Intrekking en terugvordering van bijstandsuitkering wegens schending van de inlichtingenplicht in verband met hennepkwekerij

In deze uitspraak van de Rechtbank Noord-Holland, gedaan op 29 december 2022, wordt het beroep van eiser tegen de intrekking van zijn bijstandsuitkering per 13 november 2020 en de terugvordering van ten onrechte ontvangen bijstand beoordeeld. Eiser ontving vanaf 29 augustus 2014 een bijstandsuitkering, maar deze werd stopgezet na een melding van de politie over een hennepkwekerij in zijn huurwoning. De rechtbank oordeelt dat eiser zijn inlichtingenplicht heeft geschonden door de hennepkwekerij niet te melden, wat heeft geleid tot de intrekking van zijn bijstandsuitkering. Eiser had de rechtbank moeten overtuigen van zijn recht op bijstand, maar slaagde hier niet in. De rechtbank concludeert dat verweerder terecht de bijstandsuitkering heeft ingetrokken en de ten onrechte verstrekte bijstand heeft teruggevorderd. De rechtbank verklaart het beroep ongegrond, wat betekent dat de intrekking en terugvordering in stand blijft. Eiser krijgt geen griffierecht terug en ook geen vergoeding van proceskosten.

Uitspraak

RECHTBANK NOORD-HOLLAND
Zittingsplaats Haarlem
Bestuursrecht
zaaknummer: HAA 22/83

uitspraak van de enkelvoudige kamer van 29 december 2022 in de zaak tussen

[eiser] , uit [plaats 1] , eiser

(gemachtigde: mr. N. Velthorst),
en
het college van burgemeester en wethouders van de gemeente Purmerend(verweerder).

Inleiding

1. In deze uitspraak beoordeelt de rechtbank het beroep van eiser tegen intrekking van zijn bijstandsuitkering [1] per 13 november 2020 en de terugvordering van ten onrechte ontvangen bijstand (verrekend met vakantiegeld) ter hoogte van € 1706,94.
1.1.
Met het bestreden besluit van 9 december 2021 op het bezwaar van eiser is verweerder bij dat besluit gebleven.
1.2.
Verweerder heeft op het beroep gereageerd met een verweerschrift.
1.3.
De rechtbank heeft het beroep op 17 november 2022 op zitting behandeld. Partijen zijn, met voorafgaand bericht, niet verschenen.

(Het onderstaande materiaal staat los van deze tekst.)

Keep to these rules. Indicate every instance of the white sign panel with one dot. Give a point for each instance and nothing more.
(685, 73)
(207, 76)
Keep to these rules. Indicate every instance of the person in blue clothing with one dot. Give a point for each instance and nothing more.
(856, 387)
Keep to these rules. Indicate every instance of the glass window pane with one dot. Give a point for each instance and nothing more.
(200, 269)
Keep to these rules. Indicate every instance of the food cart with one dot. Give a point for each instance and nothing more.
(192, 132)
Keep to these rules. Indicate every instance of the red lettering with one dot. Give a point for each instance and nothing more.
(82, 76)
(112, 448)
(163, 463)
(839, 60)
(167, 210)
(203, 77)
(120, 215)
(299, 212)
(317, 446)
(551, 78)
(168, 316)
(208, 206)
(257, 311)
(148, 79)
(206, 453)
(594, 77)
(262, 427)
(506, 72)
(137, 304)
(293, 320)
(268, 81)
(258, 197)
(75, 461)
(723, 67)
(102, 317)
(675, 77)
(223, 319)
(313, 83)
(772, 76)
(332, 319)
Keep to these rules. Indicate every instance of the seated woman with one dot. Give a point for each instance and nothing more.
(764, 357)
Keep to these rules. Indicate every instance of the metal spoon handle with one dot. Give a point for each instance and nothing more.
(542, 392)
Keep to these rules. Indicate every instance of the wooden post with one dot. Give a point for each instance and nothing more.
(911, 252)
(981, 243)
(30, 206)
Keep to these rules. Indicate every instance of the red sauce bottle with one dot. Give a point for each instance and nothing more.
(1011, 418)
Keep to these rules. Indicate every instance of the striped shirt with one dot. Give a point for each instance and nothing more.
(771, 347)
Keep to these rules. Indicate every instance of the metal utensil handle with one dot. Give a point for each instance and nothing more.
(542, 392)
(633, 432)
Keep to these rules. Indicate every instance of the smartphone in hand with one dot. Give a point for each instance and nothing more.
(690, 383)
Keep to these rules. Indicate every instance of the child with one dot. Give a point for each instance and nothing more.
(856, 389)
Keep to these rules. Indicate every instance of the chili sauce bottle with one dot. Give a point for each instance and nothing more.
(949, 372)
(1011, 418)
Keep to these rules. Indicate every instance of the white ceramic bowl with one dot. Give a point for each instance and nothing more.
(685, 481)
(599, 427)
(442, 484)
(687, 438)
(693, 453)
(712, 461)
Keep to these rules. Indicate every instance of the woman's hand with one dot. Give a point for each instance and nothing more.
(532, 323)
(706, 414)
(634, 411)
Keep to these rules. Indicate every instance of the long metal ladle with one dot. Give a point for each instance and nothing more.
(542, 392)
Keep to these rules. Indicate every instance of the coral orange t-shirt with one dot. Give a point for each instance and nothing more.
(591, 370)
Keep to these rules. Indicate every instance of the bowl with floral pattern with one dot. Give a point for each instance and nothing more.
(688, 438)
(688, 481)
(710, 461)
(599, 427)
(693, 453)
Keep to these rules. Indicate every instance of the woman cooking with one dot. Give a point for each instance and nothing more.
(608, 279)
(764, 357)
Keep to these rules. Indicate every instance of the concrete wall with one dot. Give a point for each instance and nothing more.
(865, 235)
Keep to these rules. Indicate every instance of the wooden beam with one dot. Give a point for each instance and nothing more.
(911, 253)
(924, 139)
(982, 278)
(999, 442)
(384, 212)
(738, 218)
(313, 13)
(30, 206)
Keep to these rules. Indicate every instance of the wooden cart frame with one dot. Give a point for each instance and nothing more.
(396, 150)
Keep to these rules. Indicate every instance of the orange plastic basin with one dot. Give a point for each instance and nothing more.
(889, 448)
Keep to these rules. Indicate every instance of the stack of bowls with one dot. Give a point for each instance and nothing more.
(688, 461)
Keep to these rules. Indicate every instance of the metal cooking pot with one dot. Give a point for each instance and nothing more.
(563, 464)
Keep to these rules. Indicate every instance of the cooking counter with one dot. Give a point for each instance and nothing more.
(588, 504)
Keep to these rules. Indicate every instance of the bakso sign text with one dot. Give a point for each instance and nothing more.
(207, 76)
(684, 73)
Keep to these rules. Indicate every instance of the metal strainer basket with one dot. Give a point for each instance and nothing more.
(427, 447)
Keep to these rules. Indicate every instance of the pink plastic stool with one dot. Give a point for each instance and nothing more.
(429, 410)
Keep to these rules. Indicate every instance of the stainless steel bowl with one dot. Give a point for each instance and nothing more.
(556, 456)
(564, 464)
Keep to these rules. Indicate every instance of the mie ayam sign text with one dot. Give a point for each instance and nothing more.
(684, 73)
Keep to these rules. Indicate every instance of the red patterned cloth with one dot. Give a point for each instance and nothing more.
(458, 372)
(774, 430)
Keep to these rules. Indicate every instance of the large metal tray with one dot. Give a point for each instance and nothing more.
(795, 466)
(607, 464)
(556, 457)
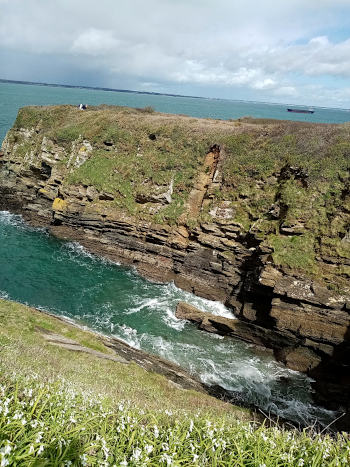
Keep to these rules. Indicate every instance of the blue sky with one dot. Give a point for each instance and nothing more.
(289, 51)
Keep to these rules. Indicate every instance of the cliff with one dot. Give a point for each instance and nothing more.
(252, 213)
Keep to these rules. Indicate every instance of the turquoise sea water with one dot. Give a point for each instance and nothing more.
(63, 278)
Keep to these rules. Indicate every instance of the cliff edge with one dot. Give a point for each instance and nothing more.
(254, 213)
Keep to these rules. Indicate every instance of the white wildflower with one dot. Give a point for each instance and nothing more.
(148, 448)
(156, 431)
(136, 454)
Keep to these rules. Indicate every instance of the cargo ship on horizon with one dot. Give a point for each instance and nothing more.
(301, 111)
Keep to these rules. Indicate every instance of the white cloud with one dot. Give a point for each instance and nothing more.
(95, 42)
(255, 45)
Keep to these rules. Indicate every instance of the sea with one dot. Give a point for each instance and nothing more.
(62, 277)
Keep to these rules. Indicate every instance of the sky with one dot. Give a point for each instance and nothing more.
(289, 51)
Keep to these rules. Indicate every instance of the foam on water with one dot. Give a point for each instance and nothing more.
(67, 280)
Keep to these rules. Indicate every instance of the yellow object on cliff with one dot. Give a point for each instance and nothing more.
(59, 204)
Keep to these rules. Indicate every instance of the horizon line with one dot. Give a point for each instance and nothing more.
(132, 91)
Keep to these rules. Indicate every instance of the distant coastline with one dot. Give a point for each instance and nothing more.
(34, 83)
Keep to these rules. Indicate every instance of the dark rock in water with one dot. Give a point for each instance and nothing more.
(232, 248)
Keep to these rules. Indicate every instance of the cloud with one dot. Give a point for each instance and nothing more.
(95, 42)
(267, 49)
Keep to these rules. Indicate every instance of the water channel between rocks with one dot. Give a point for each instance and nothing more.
(63, 278)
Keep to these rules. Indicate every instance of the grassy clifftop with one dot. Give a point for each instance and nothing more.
(286, 183)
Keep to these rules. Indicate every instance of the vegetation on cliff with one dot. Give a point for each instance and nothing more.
(285, 183)
(52, 411)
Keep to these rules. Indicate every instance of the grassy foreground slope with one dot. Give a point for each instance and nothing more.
(59, 407)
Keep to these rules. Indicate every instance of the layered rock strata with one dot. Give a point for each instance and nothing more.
(285, 309)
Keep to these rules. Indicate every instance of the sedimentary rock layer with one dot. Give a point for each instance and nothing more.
(281, 269)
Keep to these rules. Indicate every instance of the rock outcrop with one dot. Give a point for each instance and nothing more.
(260, 235)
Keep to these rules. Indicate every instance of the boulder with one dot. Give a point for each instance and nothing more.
(233, 327)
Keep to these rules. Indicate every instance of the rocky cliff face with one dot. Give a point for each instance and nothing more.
(254, 214)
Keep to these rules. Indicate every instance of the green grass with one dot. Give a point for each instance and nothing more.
(52, 424)
(254, 152)
(59, 408)
(297, 252)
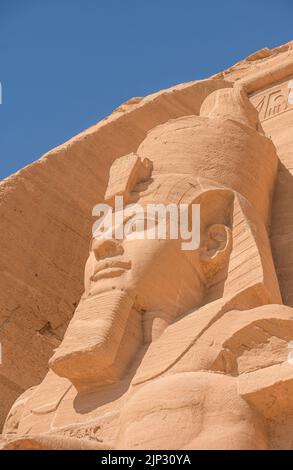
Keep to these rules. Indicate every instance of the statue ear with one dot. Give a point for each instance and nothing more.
(215, 250)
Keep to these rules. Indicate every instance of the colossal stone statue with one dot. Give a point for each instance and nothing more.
(171, 348)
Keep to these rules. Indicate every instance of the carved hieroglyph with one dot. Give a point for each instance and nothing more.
(165, 339)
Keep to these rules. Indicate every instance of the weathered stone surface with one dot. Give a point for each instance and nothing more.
(161, 339)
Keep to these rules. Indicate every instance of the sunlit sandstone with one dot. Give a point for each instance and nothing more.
(171, 349)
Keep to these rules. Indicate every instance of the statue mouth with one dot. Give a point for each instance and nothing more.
(110, 268)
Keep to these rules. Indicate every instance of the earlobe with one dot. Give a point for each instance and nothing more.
(217, 241)
(215, 251)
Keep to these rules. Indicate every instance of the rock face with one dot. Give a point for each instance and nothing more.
(157, 337)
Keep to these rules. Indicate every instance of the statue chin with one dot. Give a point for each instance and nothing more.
(94, 351)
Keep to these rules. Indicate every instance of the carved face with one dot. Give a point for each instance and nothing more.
(134, 288)
(158, 274)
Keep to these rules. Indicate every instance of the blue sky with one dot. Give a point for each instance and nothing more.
(65, 64)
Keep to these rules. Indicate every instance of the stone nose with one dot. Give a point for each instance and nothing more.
(105, 248)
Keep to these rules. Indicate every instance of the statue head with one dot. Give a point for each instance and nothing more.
(136, 286)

Totstandkoming van het besluit

2. Eiser ontving vanaf 29 augustus 2014 een bijstandsuitkering.
2.1.
Verweerder heeft op 22 december 2020 een bestuurlijke melding van de politie Noord-Holland gekregen dat er op 18 december 2020 een hennepkwekerij in de huurwoning van eiser aan de [adres] in [plaats 2] is aangetroffen en ontmanteld. Vervolgens is verweerder een onderzoek gestart naar de rechtmatigheid van eisers uitkering. Verweerder heeft de betaling van eisers uitkering per 1 januari 2021 stopgezet. Op 22 april 2021 heeft een gesprek plaatsgevonden tussen verweerder en eiser in het kader van dit onderzoek. Op 3 mei 2021 heeft de politie Noord-Holland de melding van 22 december 2020 aangevuld. Hierna heeft de besluitvorming onder “Inleiding” plaatsgevonden.
2.2.
Sinds 4 januari 2021 ontvangt eiser weer een bijstandsuitkering.

Inhoud van het bestreden besluit

3. In het bestreden besluit heeft verweerder zich samengevat op het standpunt gesteld dat het recht op bijstand over de periode van 13 november 2020 tot en met 31 december 2020 niet was vast te stellen, omdat eiser de inlichtingenplicht had geschonden. Hij heeft verweerder niet geïnformeerd over de hennepkwekerij in zijn woning. Verweerder heeft de omvang van de inkomsten van eiser uit de hennepkwekerij niet kunnen vaststellen.

Wettelijk kader

4. Op grond van artikel 17, eerste lid, van de PW doet de belanghebbende aan het college op verzoek of onverwijld uit eigen beweging mededeling van alle feiten en omstandigheden waarvan hem redelijkerwijs duidelijk moet zijn dat zij van invloed kunnen zijn op zijn arbeidsinschakeling of het recht op bijstand.
4.1.
Op grond van artikel 54, derde lid, van de PW herziet het college een besluit tot toekenning van bijstand, dan wel trekt een besluit tot toekenning van bijstand in, indien het niet of niet behoorlijk nakomen van de verplichting, bedoeld in artikel 17, eerste lid, heeft geleid tot het ten onrechte of tot een te hoog bedrag verlenen van bijstand.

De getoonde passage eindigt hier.